Advantages of Drip Systems
Drip systems allow you to pinpoint which areas get water. This means that weeds will not be getting watered as much. Watering is also easier to control. Unlike overhead irrigation or watering by hand, water is put only where it is needed. You will not have to worry about getting everything wet, just the root zone.
Drip irrigation systems are also easy to build. They use simple parts that snap together much like building blocks. Your drip line and connectors can be used with or without a pump, making these systems easy on the wallet too.
Starting Out with the Basics
Perhaps the simplest drip irrigation system uses soaker hoses set next to the plants you want watered. They are perfect for watering row crops such as carrots, tomatoes and beans. A soaker hose is a piece of hosing that can be up to 200 feet long. These hoses slowly ooze water through small holes or pores along the entire length. These hoses can be left in the bed or can be moved around as needed.
Crops such as grape vines or trees need a more sophisticated drip system. Container grown crops also benefit from using drip irrigation. These low pressure water systems move water through each drip line and the connectors put water exactly where it is needed without waste.
Basic Irrigation Supplies for Setup
The water will flow from the faucet or other source. Many systems are set up to use non-potable water from rain water barrels for greater water efficiency. The water is first filtered, to remove sediment that can clog the system. The water will next run through a pressure regulator. This keeps your water flow at the most efficient rate for the emitters. These small devices directly release the water slowly to the plants. Drip tape can be used instead of emitters. These slightly squished hoses have small holes along their length. They can be used in plots that need water to be more evenly distributed.

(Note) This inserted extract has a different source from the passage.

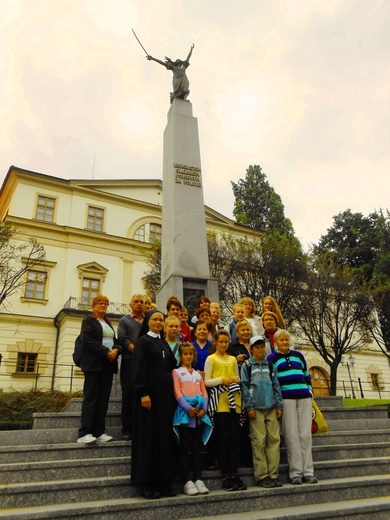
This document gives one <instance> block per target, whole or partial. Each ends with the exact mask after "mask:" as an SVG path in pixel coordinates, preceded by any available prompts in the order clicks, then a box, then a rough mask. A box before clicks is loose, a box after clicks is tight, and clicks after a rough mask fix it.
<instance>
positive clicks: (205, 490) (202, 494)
mask: <svg viewBox="0 0 390 520" xmlns="http://www.w3.org/2000/svg"><path fill="white" fill-rule="evenodd" d="M195 487H196V489H197V490H198V491H199V494H200V495H207V493H208V492H209V490H208V489H207V487H206V486H205V485H204V482H203V481H202V480H196V481H195Z"/></svg>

Larger gardens and fields can use more complex systems. A farmer can choose to water different parts of his or her fields at different intervals with the use of control valves and alternating lines. Controlling the water flow in this way helps the plants to grow a proper root system that is not concentrated around the water line.
Reap the Benefits
Using drip irrigation has a number of benefits. A drip system can be run without using electricity. This simple system, when used in a fairly flat area, uses the power of gravity to water your plants. This is particularly true of reclaimed rain systems. The water is stored in a barrel or tank. When you need to water your crop you turn the faucet on. The water then flows through your pipes.
Your soil is healthier. Water run off leeches the nutrients from soil over time. Local application of small amounts of water does not create run off. This also means that less fertilizer is needed, saving you money. Over time the soil becomes richer naturally. Organic gardening in particular becomes more productive. Natural nutrients from organic fertilizers are allowed to develop the soil’s biosphere.
Improved plant growth is perhaps the most noticeable benefit. Plants do best when they do not have stress from variations in soil moisture. This slows growth. Over time it results in smaller crop yields. Overhead sprinkler systems also water undesirable plants. Those plants can stunt the growth of your crops. Deny water to the weeds and they shrivel up.
Use Your Resources Intelligently
- Water-soluble fertilizers and treatments can be applied to each plant through the drip system, saving time and energy.
- The low flow rate lets you irrigate more area to reach more plants at the same time.
- Drip systems can be used in every soil type.
- Drip systems can be used in every soil type.
- Setting up drip irrigation is less expensive than setting up underground sprinkler or bubbler systems.
- Sprinkler systems can be easily converted to use drip hardware.
- Native plants and commercial crops both do better in dry weather with drip irrigation.
- Different water needs of different plants are easily met with use of tailored emitters.
- Plants look fuller and healthier, with larger flowers and fruit.
Setting up a drip irrigation unit may seem difficult at first. But it is well worth the time. You can create your own drip system using these implements to grow larger ad healthier plants with minimal effort.